Quadratic performance of the `ListMerger` in specific use case

Nickolas_Pohilets · January 11, 2024, 8:47pm

I found out that performance of async deinit is non-linear in number of objects and was investigating. Comparing performance of deallocating 50000 trees of 100 objects vs 1000 trees of 5000 objects, I can see that in the second case, swift::ListMerger<swift::Job*, (anonymous namespace)::JobQueueTraits>::merge(swift::Job*) takes 80% of time, while in the first case it is not visible in the profiler at all.

class Node {
    var first: Node?
    var second: Node?

    init(_ objects: Int) {
        let L = objects / 2
        let R = objects - 1 - L

        if L > 0 {
            first = Node(L)
        }

        if R > 0 {
            second = Node(R, group)
        }
    }

    @FirstActor deinit async {
        await noop()
    }
}

func noop() async {}

When deallocating tree of such objects, every executed deinit job spawns two new ones, until entire tree is destroyed.

Every time DefaultActorImpl::drainOne() is called we have a queue of jobs consisting of 2 unprocessed jobs (in reverse order), and N processed ones, where N keeps growing. All jobs have the same priority.

Unprocessed jobs are taken out of the queue and reversed in the process.

A new instance of ListMerger is used to merge this list of 2 jobs into the list of N processed jobs. But merging is always an appending and requires linear traversal of the entire list of N processed jobs to find the insertion point.

Nickolas_Pohilets · January 12, 2024, 1:04pm

I think a simple fix would be to persist lastInsertionPoint and lastInsertionPointIsKnownLastOfEquals in the DefaultActorImpl. They are used only inside drainOne() so they would be protected by the actor's lock.

There seems to be enough space in NumWords_DefaultActor to accommodate them.

Would there be any know drawbacks to this?

@John_McCall, WDYT?

John_McCall · January 12, 2024, 6:01pm

Making that code scale better with the number of tasks would be great, and you're probably right that it could fit into the concurrency design safely because it only needs to be touched during drain.

I do wonder if we should maybe not be generating an unbounded number of tasks in the first place here, though.

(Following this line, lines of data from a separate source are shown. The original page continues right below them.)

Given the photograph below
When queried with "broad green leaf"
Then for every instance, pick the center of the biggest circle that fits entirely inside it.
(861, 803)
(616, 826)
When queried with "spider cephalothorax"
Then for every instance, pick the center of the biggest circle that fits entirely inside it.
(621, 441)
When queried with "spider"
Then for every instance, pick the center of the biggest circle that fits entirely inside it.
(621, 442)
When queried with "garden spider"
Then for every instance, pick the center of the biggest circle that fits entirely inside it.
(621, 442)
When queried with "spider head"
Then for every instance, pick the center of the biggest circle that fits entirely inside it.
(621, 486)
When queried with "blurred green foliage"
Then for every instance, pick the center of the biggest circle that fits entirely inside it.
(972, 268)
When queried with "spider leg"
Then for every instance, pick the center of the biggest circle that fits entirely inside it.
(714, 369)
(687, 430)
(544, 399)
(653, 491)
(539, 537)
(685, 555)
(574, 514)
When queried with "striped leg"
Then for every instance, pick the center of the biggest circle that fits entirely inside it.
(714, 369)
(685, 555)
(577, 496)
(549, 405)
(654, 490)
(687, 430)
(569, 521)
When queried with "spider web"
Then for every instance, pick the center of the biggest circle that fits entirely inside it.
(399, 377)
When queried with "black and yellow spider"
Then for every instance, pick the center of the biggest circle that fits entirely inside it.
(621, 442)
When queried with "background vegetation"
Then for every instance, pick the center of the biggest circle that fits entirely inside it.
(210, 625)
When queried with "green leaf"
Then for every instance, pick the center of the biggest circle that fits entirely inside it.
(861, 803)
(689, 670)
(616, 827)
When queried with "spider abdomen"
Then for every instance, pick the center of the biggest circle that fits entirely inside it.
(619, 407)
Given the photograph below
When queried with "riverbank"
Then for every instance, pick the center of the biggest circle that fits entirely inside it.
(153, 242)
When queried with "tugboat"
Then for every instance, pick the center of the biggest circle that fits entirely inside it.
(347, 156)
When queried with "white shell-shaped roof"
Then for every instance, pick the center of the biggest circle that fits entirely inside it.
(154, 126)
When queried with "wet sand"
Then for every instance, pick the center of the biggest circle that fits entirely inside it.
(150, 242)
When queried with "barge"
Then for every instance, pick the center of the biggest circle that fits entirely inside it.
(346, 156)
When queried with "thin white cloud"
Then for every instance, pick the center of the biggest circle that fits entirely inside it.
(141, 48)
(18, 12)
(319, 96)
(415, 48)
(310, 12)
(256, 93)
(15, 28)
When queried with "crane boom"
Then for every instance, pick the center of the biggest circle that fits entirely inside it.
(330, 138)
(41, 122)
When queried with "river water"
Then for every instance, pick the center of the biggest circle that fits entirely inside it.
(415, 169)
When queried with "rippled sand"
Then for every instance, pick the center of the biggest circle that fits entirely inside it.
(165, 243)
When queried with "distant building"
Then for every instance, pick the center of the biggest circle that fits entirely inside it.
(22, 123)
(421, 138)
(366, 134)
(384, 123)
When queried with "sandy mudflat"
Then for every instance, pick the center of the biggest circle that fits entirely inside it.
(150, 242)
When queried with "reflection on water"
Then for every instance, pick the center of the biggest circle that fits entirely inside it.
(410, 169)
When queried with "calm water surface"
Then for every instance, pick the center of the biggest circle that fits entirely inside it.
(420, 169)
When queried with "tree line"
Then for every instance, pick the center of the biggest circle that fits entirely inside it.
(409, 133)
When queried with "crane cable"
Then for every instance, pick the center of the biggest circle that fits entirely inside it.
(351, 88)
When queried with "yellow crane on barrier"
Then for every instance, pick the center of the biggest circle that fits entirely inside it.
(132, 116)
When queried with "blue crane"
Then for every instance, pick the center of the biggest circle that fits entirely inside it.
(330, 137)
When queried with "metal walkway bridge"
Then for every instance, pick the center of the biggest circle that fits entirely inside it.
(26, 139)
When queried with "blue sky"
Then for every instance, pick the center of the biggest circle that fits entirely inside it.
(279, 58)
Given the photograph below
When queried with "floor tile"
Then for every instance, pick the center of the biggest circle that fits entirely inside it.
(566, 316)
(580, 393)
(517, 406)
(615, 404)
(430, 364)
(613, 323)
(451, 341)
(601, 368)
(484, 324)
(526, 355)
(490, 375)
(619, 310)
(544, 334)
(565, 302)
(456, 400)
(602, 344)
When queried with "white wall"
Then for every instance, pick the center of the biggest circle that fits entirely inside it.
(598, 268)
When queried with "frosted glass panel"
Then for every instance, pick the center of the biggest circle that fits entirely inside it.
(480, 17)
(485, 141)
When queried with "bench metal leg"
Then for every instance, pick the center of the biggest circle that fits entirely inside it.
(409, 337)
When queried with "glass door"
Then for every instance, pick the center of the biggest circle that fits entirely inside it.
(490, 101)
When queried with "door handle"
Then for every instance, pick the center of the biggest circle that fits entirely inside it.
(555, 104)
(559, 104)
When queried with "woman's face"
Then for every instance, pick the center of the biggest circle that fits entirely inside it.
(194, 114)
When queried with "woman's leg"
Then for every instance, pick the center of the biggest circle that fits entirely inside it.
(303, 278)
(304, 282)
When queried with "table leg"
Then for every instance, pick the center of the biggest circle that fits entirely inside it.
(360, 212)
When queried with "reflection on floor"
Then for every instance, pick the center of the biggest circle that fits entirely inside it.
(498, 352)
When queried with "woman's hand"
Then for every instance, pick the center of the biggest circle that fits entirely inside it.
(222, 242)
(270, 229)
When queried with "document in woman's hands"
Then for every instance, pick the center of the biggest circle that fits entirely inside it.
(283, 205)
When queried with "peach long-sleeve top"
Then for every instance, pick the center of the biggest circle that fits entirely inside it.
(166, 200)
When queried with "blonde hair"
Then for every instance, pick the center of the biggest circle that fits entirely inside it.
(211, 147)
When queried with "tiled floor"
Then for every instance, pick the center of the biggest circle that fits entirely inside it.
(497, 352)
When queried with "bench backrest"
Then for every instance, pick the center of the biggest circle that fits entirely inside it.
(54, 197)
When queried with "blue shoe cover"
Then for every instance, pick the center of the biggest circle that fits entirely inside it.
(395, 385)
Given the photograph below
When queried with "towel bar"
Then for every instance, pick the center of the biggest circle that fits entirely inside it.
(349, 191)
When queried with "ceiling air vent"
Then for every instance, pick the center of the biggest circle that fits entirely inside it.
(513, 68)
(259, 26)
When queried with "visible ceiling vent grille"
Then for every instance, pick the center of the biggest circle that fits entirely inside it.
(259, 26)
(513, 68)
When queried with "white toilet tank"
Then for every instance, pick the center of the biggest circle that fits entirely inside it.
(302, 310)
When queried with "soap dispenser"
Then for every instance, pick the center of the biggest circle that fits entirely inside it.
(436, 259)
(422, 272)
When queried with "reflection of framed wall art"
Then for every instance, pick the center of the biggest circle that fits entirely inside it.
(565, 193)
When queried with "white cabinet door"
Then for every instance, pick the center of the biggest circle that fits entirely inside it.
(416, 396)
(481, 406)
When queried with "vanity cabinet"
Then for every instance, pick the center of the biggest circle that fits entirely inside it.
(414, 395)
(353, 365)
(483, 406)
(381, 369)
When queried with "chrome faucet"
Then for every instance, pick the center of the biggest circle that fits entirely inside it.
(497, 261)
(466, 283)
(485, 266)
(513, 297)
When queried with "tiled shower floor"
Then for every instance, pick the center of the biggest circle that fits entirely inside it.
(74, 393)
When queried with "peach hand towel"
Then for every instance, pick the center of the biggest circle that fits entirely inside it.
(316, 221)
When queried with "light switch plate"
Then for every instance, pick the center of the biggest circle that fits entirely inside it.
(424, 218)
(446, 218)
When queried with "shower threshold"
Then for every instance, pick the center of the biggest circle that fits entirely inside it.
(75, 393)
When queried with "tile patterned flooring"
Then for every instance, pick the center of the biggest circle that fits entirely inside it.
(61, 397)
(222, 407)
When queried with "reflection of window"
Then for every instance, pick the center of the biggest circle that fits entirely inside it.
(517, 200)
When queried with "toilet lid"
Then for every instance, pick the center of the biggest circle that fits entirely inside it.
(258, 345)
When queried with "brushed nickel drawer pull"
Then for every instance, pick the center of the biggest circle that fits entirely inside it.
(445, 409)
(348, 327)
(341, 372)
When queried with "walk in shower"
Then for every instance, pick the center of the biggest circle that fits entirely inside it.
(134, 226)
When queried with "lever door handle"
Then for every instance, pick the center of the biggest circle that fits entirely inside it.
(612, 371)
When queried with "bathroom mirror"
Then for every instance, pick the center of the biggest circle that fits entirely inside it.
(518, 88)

Maybe there's a reasonable queuing approach we could take?

Nickolas_Pohilets · January 13, 2024, 9:17pm

This is what I've got - Fix quadratic performance of the `ListMerger` in specific usage pattern by nickolas-pohilets · Pull Request #70910 · apple/swift · GitHub

In this example, number of tasks is determined by the tree structure. Tasks are queued on the actor or global executor. Since tasks are executed in FIFO order, tree is visited in breadth-first order. So size of the queue is determined by the dynamics of breadth-first traversal.

In some cases, tasks can be suboptimal as a queue entry. E.g. I see that flagAsAndEnqueueOnExecutor calls _swift_task_alloc_specific triggering allocation of the first slab before task starts executing. This probably can be optimised.

But once task starts execution, it may be suspended. And I expect this to be pretty common for async deinit. Suspended tasks cannot be reused and must be kept in memory. If we artificially limit number of concurrent tasks available for async deinit, then we would be underutilising hardware resources, because of the suspended tasks.

And what should happen when execution reaches a point where an object with async deinit needs be to destructed, but new task cannot be started? Should we create and enqueue some kind of task-launcher-job? Assuming that we can avoid creating task allocator until task actually starts executing, I think such job would be not much different from the task itself. I think it is better to invest into making non-started task as cheap as possible.